I. Mi voglio allegrare cantando in questo gaio e leggiero sonetto, perché colui che non si dà dell’allegria non sa come possa andare a finire. Pertanto voglio vivere gioioso e in compagnia di persone prodi che si comportano con conoscenza e con garbo, cosí da non potere essere ripresi da alcuno.
II. Avrei talento e desiderio di acquistare pregio fine e intiero, se non mi mancassero danari e rendite con cui mi fosse dato di compiere le azioni che vorrei condurre a termine. Poiché però a Dio non piace ch’io riesca a far cose di gran valore, devo almeno guardarmi dall’errare, e servire ciò che mi è da servire.

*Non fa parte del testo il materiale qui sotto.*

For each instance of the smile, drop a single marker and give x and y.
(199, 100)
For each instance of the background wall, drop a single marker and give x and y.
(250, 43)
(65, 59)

III. Infatti, il Pregio non domanda a coloro che lo vogliono obbedire se non quello che è ne’ limiti delle loro forze e se non che essi si guardino dal commetter falli. Per cui quegli che vuol posseder troppo ha assai poca sapienza: il danaro non ha valore se non in quanto se ne trae vantaggio e ci si fa gradire dagli altri.
IV. Al giusto imperatore Federico voglio mandare a dire che, se non governa meglio l’Impero, Milano si studia di conquistarlo con grandi azioni, e già ne fa parlare [pubblicamente]. Perciò vi giuro, in fede mia, che apprezzo poco la sua scienza, il suo senno e la sua saggezza, se fra poco non ne lo farà pentire.
V. Conosco una donna di piacevole persona, di cui nessuno può dir del male e non teme chiacchiere di adulatori e sa intrattenersi co’ migliori, onorandoli e bene accogliendoli; tanto bene finiscono e cominciano la sua gaiezza e le sue maniere, che nulla le fa difetto, ed ella ha un nome caro e rendesi sempre piú cara.
VI. Donna Giovanna d’Este piace a tutti gli uomini prodi, senza fallo, e perciò io voglio starmene fra’ prodi.